I never said that only religious people are intelligent, just that most of the highly accomplished people in my life are also religious. As far as intelligence goes, my brain-o-meter indicates that there’s only one non-religious person I know well whose intelligence easily surpasses my own. He’s the aimless son of the two most accomplished people I know. He hasn’t been able to translate all of his advantages, which include a genius-level IQ, into a stable and productive adulthood. He’s not a sociopath or anything, just someone who has lived off of mom and dad for his whole adult life and seems trapped in his own thoughts, anxieties and material abundance.

His parents are both retired physicians and Roman Catholics who diligently practiced medicine in the same small town in the middle of unremarkable farmland for their entire careers. While quite wealthy, as one would expect from a lifetime of high six-figure earnings, they own a modest home, drive modest cars and have dedicated their lives to improving the world around them through being generous with their time, their skills and their resources. Not to me, I haven’t asked for a penny from my wealthy relatives, but to people who actually need their generosity.

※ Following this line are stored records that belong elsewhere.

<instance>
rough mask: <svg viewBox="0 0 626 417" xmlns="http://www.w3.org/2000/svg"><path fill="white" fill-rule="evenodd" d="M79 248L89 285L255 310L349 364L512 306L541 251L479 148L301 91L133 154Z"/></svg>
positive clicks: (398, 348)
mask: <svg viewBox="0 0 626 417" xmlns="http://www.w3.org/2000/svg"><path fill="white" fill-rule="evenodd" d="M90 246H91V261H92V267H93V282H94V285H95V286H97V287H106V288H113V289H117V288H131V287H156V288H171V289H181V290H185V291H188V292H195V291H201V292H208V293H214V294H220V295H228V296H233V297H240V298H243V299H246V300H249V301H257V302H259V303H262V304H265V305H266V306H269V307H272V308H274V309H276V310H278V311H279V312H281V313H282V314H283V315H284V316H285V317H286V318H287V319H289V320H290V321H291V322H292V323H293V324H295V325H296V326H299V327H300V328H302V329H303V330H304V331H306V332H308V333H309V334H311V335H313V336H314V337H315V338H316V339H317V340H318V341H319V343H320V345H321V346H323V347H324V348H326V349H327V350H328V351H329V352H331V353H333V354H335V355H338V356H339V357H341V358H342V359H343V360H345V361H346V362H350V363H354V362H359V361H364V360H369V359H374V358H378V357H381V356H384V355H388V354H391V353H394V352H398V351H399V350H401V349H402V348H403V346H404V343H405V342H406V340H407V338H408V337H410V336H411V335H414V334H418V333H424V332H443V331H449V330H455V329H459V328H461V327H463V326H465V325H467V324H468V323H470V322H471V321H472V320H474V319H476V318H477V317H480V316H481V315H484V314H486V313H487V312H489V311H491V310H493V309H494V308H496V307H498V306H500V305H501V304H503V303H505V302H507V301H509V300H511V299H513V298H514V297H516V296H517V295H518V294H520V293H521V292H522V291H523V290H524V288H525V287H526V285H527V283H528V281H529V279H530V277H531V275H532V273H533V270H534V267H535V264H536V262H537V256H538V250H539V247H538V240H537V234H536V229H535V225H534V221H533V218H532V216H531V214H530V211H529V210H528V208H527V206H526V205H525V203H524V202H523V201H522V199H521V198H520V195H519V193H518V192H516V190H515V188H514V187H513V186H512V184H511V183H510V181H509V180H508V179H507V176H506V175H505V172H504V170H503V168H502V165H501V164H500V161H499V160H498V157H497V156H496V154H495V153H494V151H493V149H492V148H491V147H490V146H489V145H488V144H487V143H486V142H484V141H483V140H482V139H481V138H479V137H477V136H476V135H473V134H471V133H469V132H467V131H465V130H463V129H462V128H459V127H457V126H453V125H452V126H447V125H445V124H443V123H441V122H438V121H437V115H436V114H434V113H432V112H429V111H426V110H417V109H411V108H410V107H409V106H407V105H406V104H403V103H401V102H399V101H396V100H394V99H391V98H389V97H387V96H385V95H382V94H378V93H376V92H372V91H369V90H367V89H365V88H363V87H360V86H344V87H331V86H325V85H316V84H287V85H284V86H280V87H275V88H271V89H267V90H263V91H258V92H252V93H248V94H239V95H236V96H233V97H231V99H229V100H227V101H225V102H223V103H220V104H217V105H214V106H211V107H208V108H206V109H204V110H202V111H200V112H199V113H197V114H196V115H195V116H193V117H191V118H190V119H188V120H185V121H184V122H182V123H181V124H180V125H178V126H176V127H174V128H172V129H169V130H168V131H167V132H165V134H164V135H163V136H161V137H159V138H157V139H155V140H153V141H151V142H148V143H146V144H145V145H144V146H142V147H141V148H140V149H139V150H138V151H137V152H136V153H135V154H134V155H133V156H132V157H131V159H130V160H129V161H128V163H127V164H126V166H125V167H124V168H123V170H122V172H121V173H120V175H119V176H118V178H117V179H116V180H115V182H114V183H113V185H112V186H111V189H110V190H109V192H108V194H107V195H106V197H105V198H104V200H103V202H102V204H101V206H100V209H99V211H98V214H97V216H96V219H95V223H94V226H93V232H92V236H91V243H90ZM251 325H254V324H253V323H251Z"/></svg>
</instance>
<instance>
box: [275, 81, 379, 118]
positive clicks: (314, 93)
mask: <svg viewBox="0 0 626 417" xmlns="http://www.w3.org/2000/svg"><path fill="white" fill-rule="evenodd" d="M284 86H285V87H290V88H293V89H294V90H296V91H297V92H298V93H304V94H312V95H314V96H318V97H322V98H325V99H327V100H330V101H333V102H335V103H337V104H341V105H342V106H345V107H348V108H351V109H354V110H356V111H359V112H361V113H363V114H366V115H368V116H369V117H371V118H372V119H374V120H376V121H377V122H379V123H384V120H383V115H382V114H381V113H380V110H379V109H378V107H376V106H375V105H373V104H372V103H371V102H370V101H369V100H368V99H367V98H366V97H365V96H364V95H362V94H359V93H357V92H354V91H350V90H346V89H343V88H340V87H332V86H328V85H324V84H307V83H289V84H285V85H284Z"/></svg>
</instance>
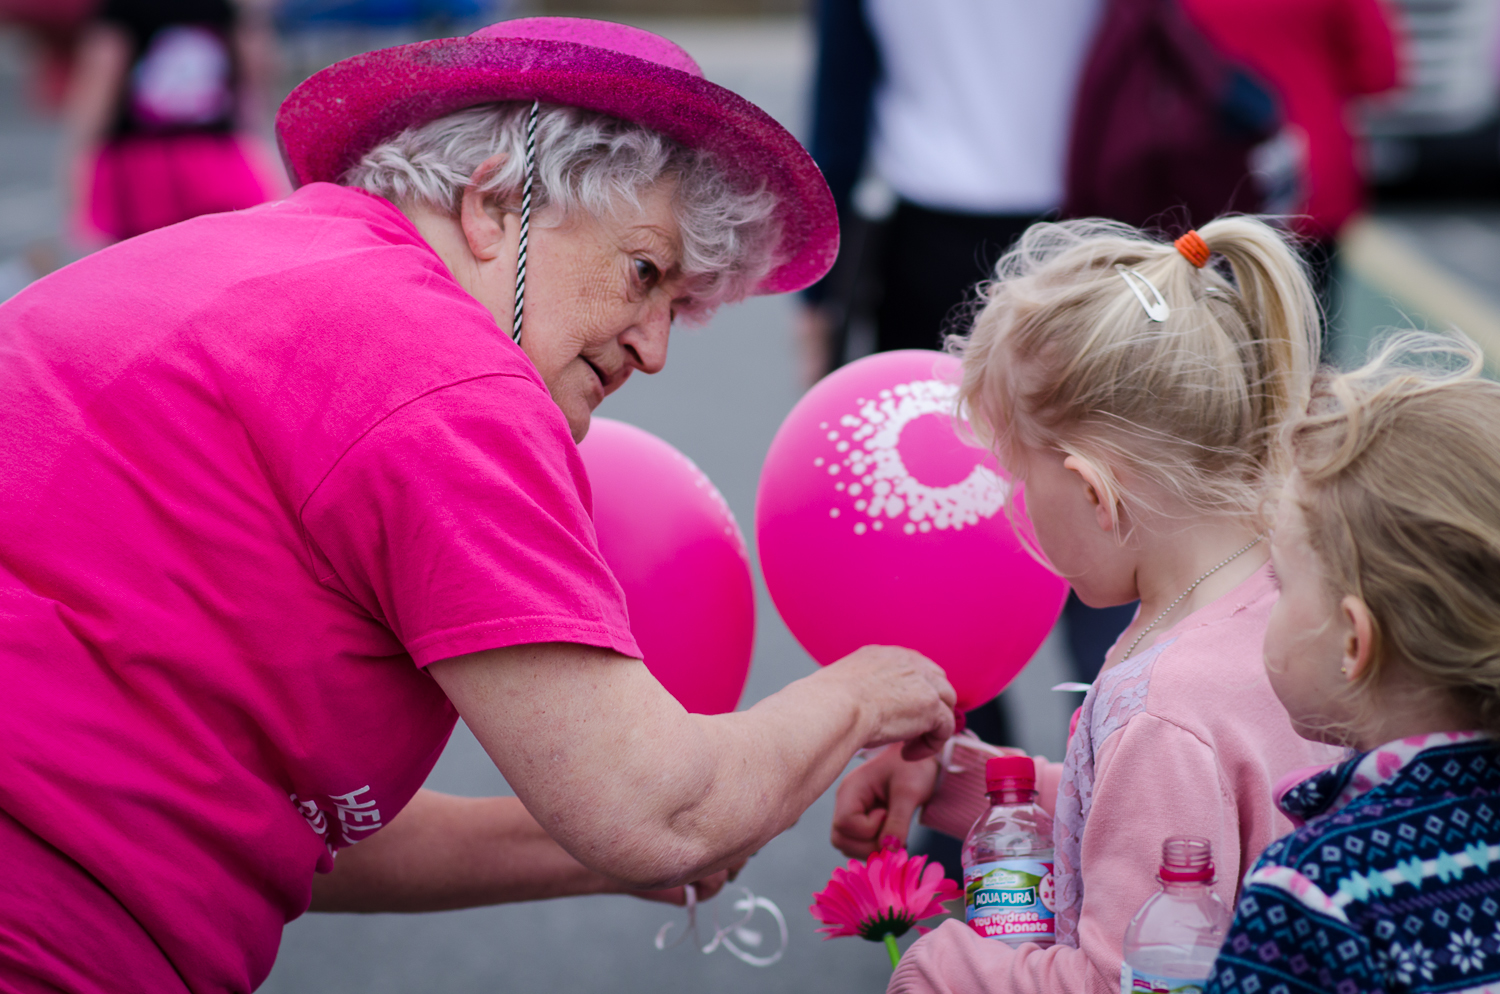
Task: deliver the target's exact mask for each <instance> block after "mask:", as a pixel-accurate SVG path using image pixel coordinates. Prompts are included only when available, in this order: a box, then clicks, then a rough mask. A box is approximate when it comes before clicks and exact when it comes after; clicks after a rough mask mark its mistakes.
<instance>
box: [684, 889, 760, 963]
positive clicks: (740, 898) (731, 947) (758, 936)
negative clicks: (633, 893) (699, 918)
mask: <svg viewBox="0 0 1500 994" xmlns="http://www.w3.org/2000/svg"><path fill="white" fill-rule="evenodd" d="M732 889H735V891H739V892H742V894H744V897H742V898H739V900H736V901H735V904H733V909H735V910H736V912H742V915H741V916H739V918H738V919H735V921H733V922H730V924H727V925H724V927H723V928H720V925H718V907H717V906H715V907H714V924H712V930H714V937H712V939H711V940H709V942H708V945H706V946H703V955H708V954H711V952H714V951H715V949H718V948H720V946H723V948H724V949H727V951H729V954H730V955H733V957H735V958H736V960H739V961H742V963H748V964H750V966H753V967H768V966H771V964H772V963H775V961H777V960H780V958H781V954H784V952H786V943H787V933H786V918H784V916H783V915H781V909H778V907H777V906H775V901H772V900H771V898H766V897H759V895H756V894H751V892H750V889H748V888H741V886H733V888H732ZM685 892H687V925H684V927H682V931H681V934H679V936H678V937H676V939H673V940H670V942H667V936H669V934H670V933H672V927H673V925H676V922H667V924H664V925H663V927H661V928H660V930H657V937H655V948H657V949H673V948H676V946H681V945H682V943H684V942H685V940H687V937H688V936H691V937H693V945H694V946H696V945H697V943H699V942H700V937H699V934H697V888H694V886H693V885H691V883H690V885H687V888H685ZM757 909H759V910H763V912H766V913H768V915H769V916H771V918H772V919H775V927H777V930H780V933H781V946H780V948H778V949H777V951H775V952H772V954H771V955H769V957H757V955H754V954H753V952H747V951H744V949H741V948H739V946H736V945H735V940H738V942H739V943H742V945H744V946H748V948H750V949H759V948H760V943H763V942H765V934H763V933H760V931H757V930H754V928H750V919H751V918H754V913H756V910H757Z"/></svg>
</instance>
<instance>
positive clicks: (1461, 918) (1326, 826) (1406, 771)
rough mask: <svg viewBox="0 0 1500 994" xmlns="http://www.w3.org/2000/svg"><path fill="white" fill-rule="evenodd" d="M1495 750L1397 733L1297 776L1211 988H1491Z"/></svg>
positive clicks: (1422, 989) (1215, 974) (1282, 991)
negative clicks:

All of those good outcomes came about by living in accordance with the Roman Catholic faith. Their parenting efforts might not have panned out into a PhD who invents new mathematics of statistics and probability for a living, but he’s still got time to bring his talents to bear in the economy and begin assuming adult responsibilities. At age 44, that’s on him, not them.

You could poke around some of my posts from 10 years ago or so and see that I was a rather staunch atheist at the time. That’s something I do occasionally, revisit my old thoughts. Is it possible that I’m experiencing premature cognitive decline as I begin to embrace faith? Perhaps, but it doesn’t seem so whenever I revisit my thoughts from years past.